跟余蓁的第二次见面,是在喷泉广场上。
余蓁戴着一顶宽沿帽子,安静地坐在木椅上,从她的视线角度,刚好能看到远处正在巡逻的特警。
“你也是制服控?”
倪荫坐下,拎在手里的咖啡递过去一杯。
“谢谢。”
余蓁温婉一笑:“我爸爸是警察,我从小就想当警察,可惜,体能不行。”
倪荫看她,“当不了警察,可以当警嫂啊。”
余蓁垂眸,笑笑没说话。
倪荫打开档案夹,从里面拿出医院的病例和诊断书,“为什么没告诉我,你流产是因为摔下楼梯?”

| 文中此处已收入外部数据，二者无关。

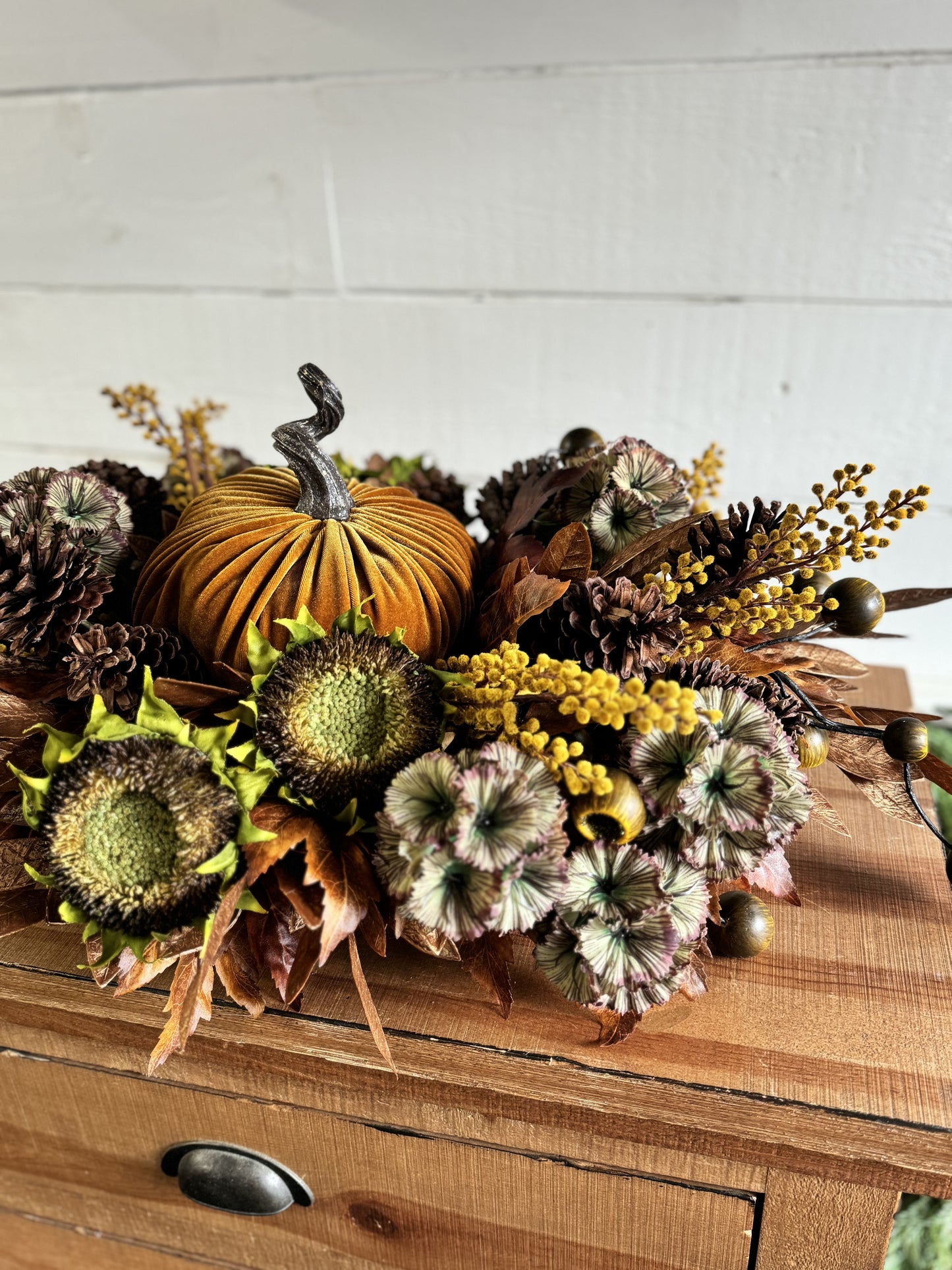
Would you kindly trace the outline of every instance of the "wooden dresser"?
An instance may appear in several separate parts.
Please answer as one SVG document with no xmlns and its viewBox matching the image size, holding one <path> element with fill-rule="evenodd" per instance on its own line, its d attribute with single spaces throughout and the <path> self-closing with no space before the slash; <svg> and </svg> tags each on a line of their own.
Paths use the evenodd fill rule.
<svg viewBox="0 0 952 1270">
<path fill-rule="evenodd" d="M 504 1022 L 458 966 L 367 951 L 397 1080 L 339 950 L 300 1015 L 221 1001 L 147 1080 L 160 988 L 98 989 L 74 931 L 0 941 L 0 1265 L 880 1267 L 900 1191 L 952 1198 L 952 898 L 929 833 L 819 785 L 852 837 L 795 843 L 773 947 L 613 1048 L 526 963 Z M 265 1152 L 314 1205 L 195 1205 L 160 1170 L 184 1139 Z"/>
</svg>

余蓁沉静道:“如果不是他把我推下楼梯,我又怎么会流产?”
倪荫眯了眯眸,双腿交叠,“当时有人证吗?”
“有,他妈妈。”
“你婆婆?”
“是。”
“所以,等于没人证?”
“……嗯。”
倪荫换了个姿势,一手托着脑袋看她,缓缓道:“你特想离开他吧?我是指……你压根就不爱这个男人吧。”
余蓁不解:“倪律师,这跟咱们的官司有关系吗?”
“以孙家的社会地位,他们能乖乖任你站在法庭上肆意指控?余小姐,如果你对我有所隐瞒,这些漏洞都会为成对方攻击你的把柄!”倪荫扬起一侧唇角,不疾不徐道:“首先,你在心有所爱的情况下,还答应下嫁孙在望,结婚动机就会遭人诟病!其次,婚后从不以孙太太自居,拒绝参加孙在望的一切社会活动,与孙家长辈的关系也闹得很僵……以上这些,孙家应该很容易找到人证吧?”
无视余蓁逐渐苍白的脸色,她又说:“你发现自已怀孕,第一反应是不想要这个孩子!但你清楚,孙家绝不会同意的!所以,不惜试图激怒孙在望,借他之手解决掉一切……哦对了,你婆婆刚好可以做为对方证人出庭做证。”
余蓁不住摇头:“我不会这么做的,我怎么会杀死自已的孩子呢?”
倪荫喝了口咖啡,“一个从未爱过自已丈夫和家庭的女人,没什么是做不出来的。”
余蓁身姿一僵,慢慢抬头看倪荫,后者面无表情道:“法律面前拼演技是没用的。”
余蓁又低下头,半晌才说话:“我恨他,恨他们一家。”
“你刚才问我,为什么没有做警嫂?呵呵……我原本有机会的,而且,我们很相爱……”
倪荫:“继续。”
“他是高干子弟,我爸却只是个普通片警,起初我俩恋爱时,他家还没有明确表态,直到他把我带回去说想要娶我时……我永远都忘不了他妈妈当时看我的眼神!”做了个深呼吸,余蓁继续道:“他很坚持,不惜跟家里断绝关系也要跟我在一起,我很开心,也做好了跟他一块打拼的准备!可就在这时,我爸出了点事……”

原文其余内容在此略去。